¡Qué escándalo, aquí se censura!
La expresión más delirante de este fenómeno se cifra en el hecho de que uno de los comentaristas parlamentarios de la edición local del periódico, Manel Lucas, sea el mismo Manel Lucas que, disfrazado de Francisco Franco, protagonizara hace una semana un sketch en TV3 en que, a ritmo de rumba, acusaba a la policía nacional de apalear ancianas bajo los efectos de la cocaína.

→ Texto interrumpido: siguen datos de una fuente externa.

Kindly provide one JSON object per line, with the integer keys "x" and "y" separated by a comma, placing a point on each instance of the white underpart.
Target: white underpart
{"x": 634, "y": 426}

El columnista Francesc Serés, al que leí en una sola ocasión, y el profesor Joan B. Culla, cuyas tribunas, de notable pulcritud, siempre he seguido con interés, han abandonado El País por «censura ideológica». Que en El País hubiera rendijas por las que asomaran opiniones contrarias no ya a la línea editorial del periódico, sino a la existencia misma de España, pasaba por ser una demostración de tolerancia que, no obstante, llevaba incorporada su cuota de ufanía. Los valores que defendemos, parecía decir el periódico (intelectual colectivo), el mundo, en fin, al que pertenecemos, es tan superior al de nuestros detractores que incluso nos permitimos el lujo de cederles un camastro para que despotriquen de nosotros. La vanidad, obviamente, también operaba en sentido contrario: nuestros textos son tan valiosos que incluso el adversario se rinde a ellos, debían de rumiar los outsiders.
La verdad, me temo, es menos sofisticada. Después de todo, Serés y Culla eran colaboradores de la edición de Cataluña, en la que tradicionalmente, y con la salvedad de Francesc de Carreras y Valentí Puig, se ha dado pábulo a una muy variada grey de impugnadores del ‘régimen del 78’, desde Josep Ramoneda a Patricia Gabancho, pasando por Manuel Delgado, Empar Moliner (que dos años antes de quemar una Constitución en TV3 aún colaboraba con el diario) o Mercè Ibarz (que firma, asimismo, en Vilaweb). Entretanto, escritores de la talla de Ferran Toutain o Ponç Puigdevall vienen publicando sus trabajos en la penumbra del suplemento Quadern, y con cuentagotas. La expresión más delirante de este fenómeno se cifra en el hecho de que uno de los comentaristas parlamentarios de la edición local del periódico, Manel Lucas, sea el mismo Manel Lucas que, disfrazado de Francisco Franco, protagonizara hace una semana un sketch en TV3 en que, a ritmo de rumba, acusaba a la policía nacional de apalear ancianas bajo los efectos de la cocaína. Y que El País, en fin, sea el mismo País cuyos editoriales llaman a la aplicación del artículo 155.
La pluralidad, en este caso, no es tanto un honroso atributo cuanto un principio de esquizofrenia, o acaso el eufemismo con que la socialdemocracia emboza su tradicional suspicacia respecto a España, y que ha prosperado en los periódicos de referencia bajo el ‘síndrome del franquismo’. En cualquier caso, y como suele ocurrir en Cataluña, esa ‘pluralidad’ únicamente se da en los medios ‘de obediencia española’. No en vano, Ara, La Vanguardia (post Morán), El Punt Avui, Vilaweb, El Nacional, RAC1, Catalunya Ràdio y ya no digamos TV3, se emplean como un bloque granítico, sin fisuras, a semejanza de ese pueblo catalán que, según proclama el nacionalismo, «es uno solo». En dichas instancias (excepción hecha del tertuliano que desempeña el papel de español, de manera casi análoga a como en Amanece que no es poco había quien hacía de loco, quien hacía de puta y quien hacía de borracho) está reservado el derecho de admisión. Así, que Serés y Culla pongan el grito en el cielo ante lo que es práctica consagrada en los medios de su credo, evoca la socorrida admonición del mítico capitán Renault, santo y seña del cinismo.